Monday, October 25, 2010
This is ridiculous. I don't know what I'm doing wrong. There is nothing wrong with my thyroid, I've been trying really hard to eat better the past few weeks...I just don't know.
I went to a 70th birthday party for Paul's wild and fun Uncle Jim on Friday night. My friend Shannon, who has lost a lot of weight this past year and looks fabulous was sitting with me at one of the tables. I am really happy for her, but at the same time I felt like everyone was looking at ME because I (felt like) I was the fattest person in the room. I couldn't believe how self-concious I felt. I had a few tostitos with spinach dip and felt incredibly guilty.
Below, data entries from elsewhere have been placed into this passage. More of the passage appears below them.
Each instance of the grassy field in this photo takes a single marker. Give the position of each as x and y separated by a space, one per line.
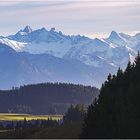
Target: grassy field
18 117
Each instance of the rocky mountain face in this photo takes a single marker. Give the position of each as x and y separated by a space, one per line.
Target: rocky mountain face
34 56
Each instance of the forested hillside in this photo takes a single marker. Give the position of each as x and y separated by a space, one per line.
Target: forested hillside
45 98
116 114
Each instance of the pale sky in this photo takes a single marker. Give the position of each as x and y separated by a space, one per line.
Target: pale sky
94 18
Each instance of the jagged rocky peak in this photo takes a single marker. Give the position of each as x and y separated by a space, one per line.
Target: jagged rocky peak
114 34
27 29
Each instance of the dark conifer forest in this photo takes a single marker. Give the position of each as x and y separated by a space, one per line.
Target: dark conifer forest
45 98
116 113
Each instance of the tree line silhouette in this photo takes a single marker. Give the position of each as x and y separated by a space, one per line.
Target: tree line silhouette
45 98
116 113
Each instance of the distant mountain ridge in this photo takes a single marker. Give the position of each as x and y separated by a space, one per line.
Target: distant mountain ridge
42 56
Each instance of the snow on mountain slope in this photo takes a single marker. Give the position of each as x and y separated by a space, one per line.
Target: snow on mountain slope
116 50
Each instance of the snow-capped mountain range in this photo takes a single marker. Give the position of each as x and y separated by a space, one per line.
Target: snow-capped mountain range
32 56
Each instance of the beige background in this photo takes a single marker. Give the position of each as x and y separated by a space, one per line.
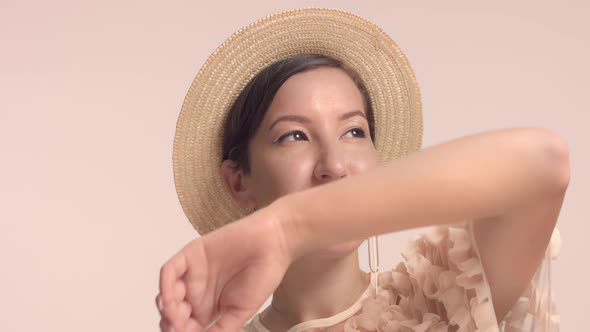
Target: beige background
89 97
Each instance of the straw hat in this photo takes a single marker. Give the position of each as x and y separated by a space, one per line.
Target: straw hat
347 37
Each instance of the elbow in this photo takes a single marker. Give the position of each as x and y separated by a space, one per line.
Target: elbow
555 154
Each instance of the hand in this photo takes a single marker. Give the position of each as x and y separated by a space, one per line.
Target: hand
231 271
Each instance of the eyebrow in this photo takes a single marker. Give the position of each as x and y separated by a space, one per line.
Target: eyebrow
304 119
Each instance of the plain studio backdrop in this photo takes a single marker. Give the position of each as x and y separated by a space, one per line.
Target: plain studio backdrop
89 98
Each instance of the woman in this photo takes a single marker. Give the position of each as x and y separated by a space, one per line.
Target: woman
299 150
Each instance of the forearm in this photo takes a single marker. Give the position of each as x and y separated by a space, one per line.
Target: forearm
474 176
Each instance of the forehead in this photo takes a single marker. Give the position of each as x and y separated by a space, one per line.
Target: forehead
319 89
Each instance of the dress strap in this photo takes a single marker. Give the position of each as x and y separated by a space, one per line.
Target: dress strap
323 322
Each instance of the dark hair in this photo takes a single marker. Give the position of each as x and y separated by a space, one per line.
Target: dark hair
253 102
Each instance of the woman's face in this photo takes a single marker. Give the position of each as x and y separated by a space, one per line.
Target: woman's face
314 132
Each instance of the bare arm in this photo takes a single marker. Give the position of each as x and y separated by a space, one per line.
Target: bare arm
511 182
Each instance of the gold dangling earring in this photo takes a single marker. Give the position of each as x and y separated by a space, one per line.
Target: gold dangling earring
373 246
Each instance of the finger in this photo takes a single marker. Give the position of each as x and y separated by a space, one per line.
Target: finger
179 290
177 314
192 325
159 303
231 320
170 272
164 326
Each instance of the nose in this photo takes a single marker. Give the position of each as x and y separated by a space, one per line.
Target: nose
330 165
When we got in line for food, I felt like everyone was judging what I was going to eat. This was absolutely absurd thinking, but I couldn't help it. I felt like everyone was thinking, "Look at her, why is she eating that?" I have never felt like this before. Eventually I felt better but it really disturbed me. And then to top it off I step on the scale this morning and discover a 1.5 lb. gain from last week. I can't do this anymore. I don't understand what's happening to me and why. I was on my feet all day yesterday doing laundry, cleaning, cooking, decorating, etc. and by the end of the day my heels hurt so badly I could barely walk. They still hurt a little today. I know it's because of my weight. I am so depressed on the inside because of this. I don't really show it on the outside but I can feel that I'm sad. I hate feeling this way. I am supposed to be going to try on dresses for my wedding soon and I am dreading it. This is supposed to be an exciting and happy time! I am terrified! I can't bring myself to do it! I don't know what I'm going to do.
In the meantime, I'll be pondering my next move.